I’m not a morning person. I remember people telling me about going to bed early so they could get up in the morning and do homework. That never worked for me. I knew that if it wasn’t done before my head hit the pillow, it probably wouldn’t get done.

Yesterday was a hard day at school. It ended up well, and I felt a sense of accomplishment, but it took much perseverance and all the grace God had to offer me to get through it.

And now it’s over. I’m heading to school for a few hours this morning to help everyone get their stories online, but then I’m going to get in my car and drive to Tennessee. And it’s the last time I’ll ever have to make the drive alone.

It’s the end of an era. An era of late night phone calls that leave me weary in the morning. An era of six-hour drives and weekends that end too soon. An era of countdowns and separations. An era of saying “One day, it won’t be like this anymore.” Because that one day will be here in two weeks, and this trip up to Tennessee is long taste of that new life.

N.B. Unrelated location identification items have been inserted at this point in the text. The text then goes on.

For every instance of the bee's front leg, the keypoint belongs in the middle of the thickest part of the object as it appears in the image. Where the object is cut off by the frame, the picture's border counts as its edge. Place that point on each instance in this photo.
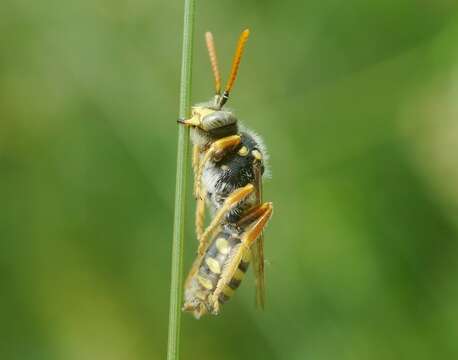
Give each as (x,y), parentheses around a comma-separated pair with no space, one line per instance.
(231,201)
(255,222)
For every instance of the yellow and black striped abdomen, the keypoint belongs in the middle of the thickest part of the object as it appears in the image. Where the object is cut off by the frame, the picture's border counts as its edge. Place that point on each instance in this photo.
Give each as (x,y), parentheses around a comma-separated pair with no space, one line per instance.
(236,280)
(213,266)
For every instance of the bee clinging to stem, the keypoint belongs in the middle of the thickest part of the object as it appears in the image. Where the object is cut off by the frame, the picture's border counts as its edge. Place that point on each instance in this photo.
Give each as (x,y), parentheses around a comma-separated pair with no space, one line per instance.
(228,164)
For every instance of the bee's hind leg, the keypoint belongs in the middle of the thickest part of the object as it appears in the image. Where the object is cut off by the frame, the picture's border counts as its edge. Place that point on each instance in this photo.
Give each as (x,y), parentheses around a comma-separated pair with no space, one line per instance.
(255,221)
(200,217)
(231,201)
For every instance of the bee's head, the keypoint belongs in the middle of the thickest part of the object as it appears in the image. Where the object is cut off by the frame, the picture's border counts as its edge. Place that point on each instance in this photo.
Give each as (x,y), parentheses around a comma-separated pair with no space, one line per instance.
(209,119)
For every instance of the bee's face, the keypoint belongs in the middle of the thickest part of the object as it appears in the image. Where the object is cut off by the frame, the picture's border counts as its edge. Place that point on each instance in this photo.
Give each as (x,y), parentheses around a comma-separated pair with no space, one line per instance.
(210,120)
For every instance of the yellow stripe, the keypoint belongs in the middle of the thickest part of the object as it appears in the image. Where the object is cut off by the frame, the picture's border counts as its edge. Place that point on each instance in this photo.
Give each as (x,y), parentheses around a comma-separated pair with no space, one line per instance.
(239,274)
(228,291)
(206,283)
(213,265)
(246,256)
(223,246)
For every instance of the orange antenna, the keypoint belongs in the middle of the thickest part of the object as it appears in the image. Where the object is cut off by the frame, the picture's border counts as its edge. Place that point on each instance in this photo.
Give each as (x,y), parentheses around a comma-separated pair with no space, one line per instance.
(235,65)
(213,61)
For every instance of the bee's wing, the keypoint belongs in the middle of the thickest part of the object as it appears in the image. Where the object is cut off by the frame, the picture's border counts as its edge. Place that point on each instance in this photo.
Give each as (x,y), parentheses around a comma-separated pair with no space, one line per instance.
(258,247)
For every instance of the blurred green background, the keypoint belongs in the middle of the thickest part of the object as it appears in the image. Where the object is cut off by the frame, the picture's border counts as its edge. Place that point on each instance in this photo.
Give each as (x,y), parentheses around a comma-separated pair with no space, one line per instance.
(357,102)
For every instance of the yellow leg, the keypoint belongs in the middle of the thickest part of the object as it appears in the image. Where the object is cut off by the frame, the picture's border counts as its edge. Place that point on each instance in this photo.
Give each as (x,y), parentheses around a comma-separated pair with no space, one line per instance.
(231,201)
(195,167)
(247,240)
(216,151)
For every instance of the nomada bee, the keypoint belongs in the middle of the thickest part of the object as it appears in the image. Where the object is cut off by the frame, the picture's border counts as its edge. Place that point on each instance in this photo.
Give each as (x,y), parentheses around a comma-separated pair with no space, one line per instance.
(228,164)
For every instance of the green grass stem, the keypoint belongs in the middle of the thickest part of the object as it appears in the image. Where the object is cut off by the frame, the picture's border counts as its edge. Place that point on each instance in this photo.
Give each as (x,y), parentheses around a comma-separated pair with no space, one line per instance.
(176,286)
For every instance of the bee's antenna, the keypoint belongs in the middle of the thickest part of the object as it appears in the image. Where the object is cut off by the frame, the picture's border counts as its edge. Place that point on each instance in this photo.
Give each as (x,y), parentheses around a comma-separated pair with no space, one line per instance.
(235,66)
(214,62)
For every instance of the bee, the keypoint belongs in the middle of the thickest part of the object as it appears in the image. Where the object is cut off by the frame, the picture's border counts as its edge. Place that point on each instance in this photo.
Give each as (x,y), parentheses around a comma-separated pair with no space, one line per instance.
(228,163)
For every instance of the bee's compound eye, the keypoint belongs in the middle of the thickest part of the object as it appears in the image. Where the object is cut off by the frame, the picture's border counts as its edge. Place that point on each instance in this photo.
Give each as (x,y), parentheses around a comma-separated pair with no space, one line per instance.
(217,120)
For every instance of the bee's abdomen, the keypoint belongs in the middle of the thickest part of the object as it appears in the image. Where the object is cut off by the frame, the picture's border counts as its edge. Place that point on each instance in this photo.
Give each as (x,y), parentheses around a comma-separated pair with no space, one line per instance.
(236,280)
(214,264)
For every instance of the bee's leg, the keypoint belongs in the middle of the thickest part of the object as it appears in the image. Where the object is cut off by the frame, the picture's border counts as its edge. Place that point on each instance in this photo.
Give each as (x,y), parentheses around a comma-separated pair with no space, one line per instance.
(231,201)
(216,151)
(200,217)
(248,238)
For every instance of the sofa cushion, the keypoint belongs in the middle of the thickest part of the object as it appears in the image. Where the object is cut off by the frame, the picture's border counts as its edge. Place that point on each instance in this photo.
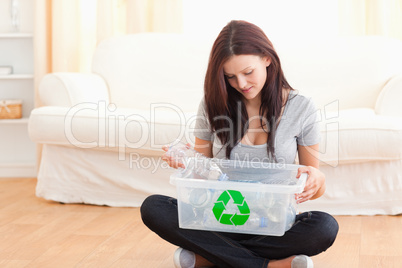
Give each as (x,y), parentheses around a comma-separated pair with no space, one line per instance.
(148,68)
(356,135)
(359,135)
(122,129)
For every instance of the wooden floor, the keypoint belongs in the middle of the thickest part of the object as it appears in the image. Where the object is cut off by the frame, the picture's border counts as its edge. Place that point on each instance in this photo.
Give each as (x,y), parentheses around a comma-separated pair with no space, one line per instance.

It’s been just over two years since a similar Thursday morning when I woke up having hardly slept. For days I had been counting down, tying up loose ends. And then the day came, and I spent the morning at work mostly unable to contain my excitement. When I had been in the car for about four hours, I made the first of many phone calls to a now memorized number. And after that very first six-hour drive, I pulled into the driveway of a quaint brick building with a German flag hanging from the balcony and a tall, charming guy standing in the front yard.

A lot accumulates in two years. By the grace of God we’ve survived my depression, his busyness, my lack of spontaneity, his six months in Germany. And our friendship has grown, turning into something more beautiful than I ever imagined.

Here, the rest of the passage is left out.